Thursday, July 28, 2011

Crotchet Man

I feel like I should say something about the bomb and youth camp massacre in Norway, but it was only a couple of weeks ago that I explicitly stated my complicated position on child murder and I fear repeating myself. In case you don't want to read the whole thing, I will sum up: I'm not for it.

Too glib by half considering the grotesque tragedy of the situation to be sure, but I'm finding it more and more difficult to engage in the daily course of the news as time passes. I almost said "as I get older" but I'm not completely sure that's the main reason. Plenty of old people follow the news. Sure, it's pretty specific news mostly related to prescription drug pricing, Social Security benefits and the enduring, unfeeling laziness of fucking ungrateful grandchildren who apparently have forgotten how to operate the telephone, which is ironic considering when they do visit (five whole minutes, whoop-de-doo), it isn't actually possible to get them to stop for a second staring at the things with the texting and the other thing with the bird logo I forget what and oof, my sciatica...

But it still counts as news and it still counts as engagement. Irrationally angry still = engaged and a vote for cynical populist demagogues waving the Scythe of Death still counts as voting. So as much as I'd like to blame my relative disconnection from the pull of the informational tide on the diminishing gravity signature accompanying the wasting frailty of geronticity, I'm afraid to say the idea does not, as it were, hold water. There's a joke in there about old people and urinary incontinence, but I feel like I'm working way too hard as it is.

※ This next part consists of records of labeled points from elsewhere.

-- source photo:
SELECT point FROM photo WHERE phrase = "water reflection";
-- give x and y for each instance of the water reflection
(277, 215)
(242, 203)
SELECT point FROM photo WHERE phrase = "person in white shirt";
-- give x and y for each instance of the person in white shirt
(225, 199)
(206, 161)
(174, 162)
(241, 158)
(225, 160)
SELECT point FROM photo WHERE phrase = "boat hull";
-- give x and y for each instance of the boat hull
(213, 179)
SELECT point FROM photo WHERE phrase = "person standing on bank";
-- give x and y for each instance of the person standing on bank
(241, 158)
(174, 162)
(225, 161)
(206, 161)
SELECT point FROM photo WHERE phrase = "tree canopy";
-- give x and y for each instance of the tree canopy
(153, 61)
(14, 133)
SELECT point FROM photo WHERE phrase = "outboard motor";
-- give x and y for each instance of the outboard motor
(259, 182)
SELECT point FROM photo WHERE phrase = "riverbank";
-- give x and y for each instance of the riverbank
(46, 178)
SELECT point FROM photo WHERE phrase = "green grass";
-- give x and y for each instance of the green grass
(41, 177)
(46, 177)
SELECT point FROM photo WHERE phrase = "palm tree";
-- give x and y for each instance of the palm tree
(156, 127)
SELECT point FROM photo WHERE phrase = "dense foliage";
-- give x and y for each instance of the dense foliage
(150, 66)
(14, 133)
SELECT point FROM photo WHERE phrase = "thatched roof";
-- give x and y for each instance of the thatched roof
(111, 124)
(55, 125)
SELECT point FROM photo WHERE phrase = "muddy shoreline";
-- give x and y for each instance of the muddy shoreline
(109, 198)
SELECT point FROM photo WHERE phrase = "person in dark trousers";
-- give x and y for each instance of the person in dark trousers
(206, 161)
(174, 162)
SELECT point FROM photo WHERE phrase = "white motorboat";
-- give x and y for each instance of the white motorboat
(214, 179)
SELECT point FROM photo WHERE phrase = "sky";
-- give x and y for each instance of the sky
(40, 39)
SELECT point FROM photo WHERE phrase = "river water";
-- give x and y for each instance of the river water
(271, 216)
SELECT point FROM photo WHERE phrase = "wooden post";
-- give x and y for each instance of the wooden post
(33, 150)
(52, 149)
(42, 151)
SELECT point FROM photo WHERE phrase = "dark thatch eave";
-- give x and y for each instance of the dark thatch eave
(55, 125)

I think the main problem is that I'm reaching the point of total crisis exhaustion. Some of it is from the actual events on the ground from the ongoing wars and climate change and economic floundering. Some of it is the nature of modern media, which we no longer imbibe but are obligated to wade through. And some of it is just the entrenchment all around. Everyone's bunkered in, ideologically speaking. At just about any hour, you can find a public servant on some level in front of a television camera or radio microphone someone insisting that whatever issue s/he happens to be championing/opposing is the great and irreduceable crux upon which the survival of our civilization depends. I want very much to say "it's just a sewer usage rate increase we're talking about, councilman, we're going to be OK," but then I'm a traitor and an enemy and someone invokes Ronald Reagan, etc.

So I'd like to just be sad about murdered children in this case, but no, it's actually the scourge of liberal fascism that should, it seems, preclude me from just expressing regular, decent human sympathy for dead people. And, if you have any kind of Google-fu at all, you'll know it's now a whole debate about Christianity vs. Christianism, Fundamentalism vs. Nationalism, Crazy vs. Evil...

I'm tired. It's easy to get discouraged. Especially when the one good thing that might come out of this--a recognition that fanaticism is fanaticism, transcending cultures and religions--is largely undone because something like this comes out and we're right back to where we started with terror = Muslim, and worse, "infiltrating" our own Armed Forces. Can't win for losing.

In the face of all this dire-ness, I catch myself sometimes longing for a simpler time, when I was younger.  Which doesn't just make me officially old, but is the animating principle of conservatism. I don't think I have to tell you which of those processes is scarier.

3 comments:

kittens not kids said...

It was only simpler because you were young (and thus simpler yourself).

Trust me on this one.

"diminishing gravity signature"? wtf? working too hard, indeed.

vikkitikkitavi said...

So sad that those Norwegian kids were liberal socialist Nazis and therefore deserved to die and that Christians have been made the real victims due to their unfair association with the killer. That is what I'm supposed to take away from the coverage of the massacre, right?

Poplicola said...

KnK: Nope, it was objectively less complicated. I know because I remember it and it feels like the right thing to say. It's the same sort of criteria I use to argue the existence of Jesus.

Vikki: No, I heard it was actually a false-flag operation run by Muslims to misdirect hostility away from them and toward Christians. Always persecuted, the poor Christians.